Ich war als 19jähriger (is also schon das eine oder andere Jahrzehnt her) mal zum Essen beim Vater meiner damaligen Freundin eingeladen. Während ich da so sitze, und mein lecker paniertes Schnitzel esse, schauten mich die zwei die ganze Zeit lächelnd und neugierig an. Ich hab dann gefragt warum sie mich so anschauen, da meinte der Vater "Wie schmeckt dir das Schnitzel denn?". Naja, es war wirklich lecker. Etwas zarter als sonst, aber sehr gut. Naja, er meinte dann das es ein panierter Pilz wäre.  Ganz ehrlich, das panierte Ding hat wie ein Schnitzel geschmeckt. Wirklich schade das ich mich wenige Wochen später von seiner Tochter getrennt habe, so leckere Schnitzelpilze hatte ich seit dem nie mehr... 

Edit: Verdammt, erst die Grillshow, jetzt der Gedanke an den Schnitzelpilz... und schon knurrt mein Magen. ^^


----------



## JoM79 (29. November 2016)

Ich hatte schon ein paar mal das Vergnügen mit Tofu, aber wirklich toll geschmeckt hat es nicht.
Naja wie auch, schmeckt ja nach nix.
Ich würz mein Fleisch ja auch auch nicht zu Tode, nur damit es Geschmack kriegt, den hat es von alleine.

Die Mischung macht es halt am Ende.
Ich esse vor Weihnachten immer gerne mal Hirschbraten, aber ohne Pfifferlingsosse, Knödel und Preisselbeerbirnen ist der auch nichts.


----------



## Körschgen (29. November 2016)

Man sieht hier ja schon die grundsätzlichen Probleme in der Diskussion.

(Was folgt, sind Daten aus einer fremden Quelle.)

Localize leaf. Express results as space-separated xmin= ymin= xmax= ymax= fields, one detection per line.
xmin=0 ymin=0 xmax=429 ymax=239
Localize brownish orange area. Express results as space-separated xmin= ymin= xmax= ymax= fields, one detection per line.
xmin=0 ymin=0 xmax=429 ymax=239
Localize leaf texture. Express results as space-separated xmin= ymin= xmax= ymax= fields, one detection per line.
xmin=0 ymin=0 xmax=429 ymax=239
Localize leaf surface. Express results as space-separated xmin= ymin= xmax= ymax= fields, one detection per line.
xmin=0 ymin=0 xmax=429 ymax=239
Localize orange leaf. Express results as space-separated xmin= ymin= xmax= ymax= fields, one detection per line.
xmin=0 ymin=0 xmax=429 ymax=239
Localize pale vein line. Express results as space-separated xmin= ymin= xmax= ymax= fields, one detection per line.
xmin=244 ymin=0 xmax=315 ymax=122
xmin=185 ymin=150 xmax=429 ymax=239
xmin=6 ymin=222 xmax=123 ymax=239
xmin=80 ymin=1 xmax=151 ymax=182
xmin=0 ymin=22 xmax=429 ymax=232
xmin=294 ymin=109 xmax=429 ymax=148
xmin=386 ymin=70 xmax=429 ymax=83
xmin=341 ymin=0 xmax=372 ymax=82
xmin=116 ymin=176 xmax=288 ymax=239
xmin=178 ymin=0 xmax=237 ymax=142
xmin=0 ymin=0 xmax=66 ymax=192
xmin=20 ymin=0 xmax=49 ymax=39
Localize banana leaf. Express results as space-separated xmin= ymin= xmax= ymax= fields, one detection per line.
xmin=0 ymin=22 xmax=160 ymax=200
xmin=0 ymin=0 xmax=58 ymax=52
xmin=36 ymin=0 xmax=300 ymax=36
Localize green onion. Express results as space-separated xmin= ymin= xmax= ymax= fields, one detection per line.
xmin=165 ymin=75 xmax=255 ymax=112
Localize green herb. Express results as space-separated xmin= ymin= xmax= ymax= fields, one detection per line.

Vegan heißt gleich Soja Tofu Ersatzprodukte.

Die Veganer die ich kenne, machen dies aus der Überzeugung herraus, dass die Massenindustrie hinter Fleisch und Milchprodukten schlecht für die Tiere und schlecht für die Umwelt ist.

Da kann man auch, bei aller Liebe zum Schmorbraten, absolut NICHT gegen argumentieren.

Dass natürlich die hippen Psychologie Studentinnen, welche sich mittags beim Vegan Lifestyle Fast Food laden den Veggie Burger mit Soja Patty holen, immer mit dem Wort vegan assoziiert werden, hilft der Sache an sich nicht....

Das sind dann nämlich die gleichen Pfeifen, die im Rewe gammlige Bio Gurken aus Spanien kaufen (weil is ja bio) statt die frischen aus der Region.

Hab hier eine Traditionsmetzgerei mit eigenem Naturhof und einen Bioladen mit eigenem Hof in der Eifel.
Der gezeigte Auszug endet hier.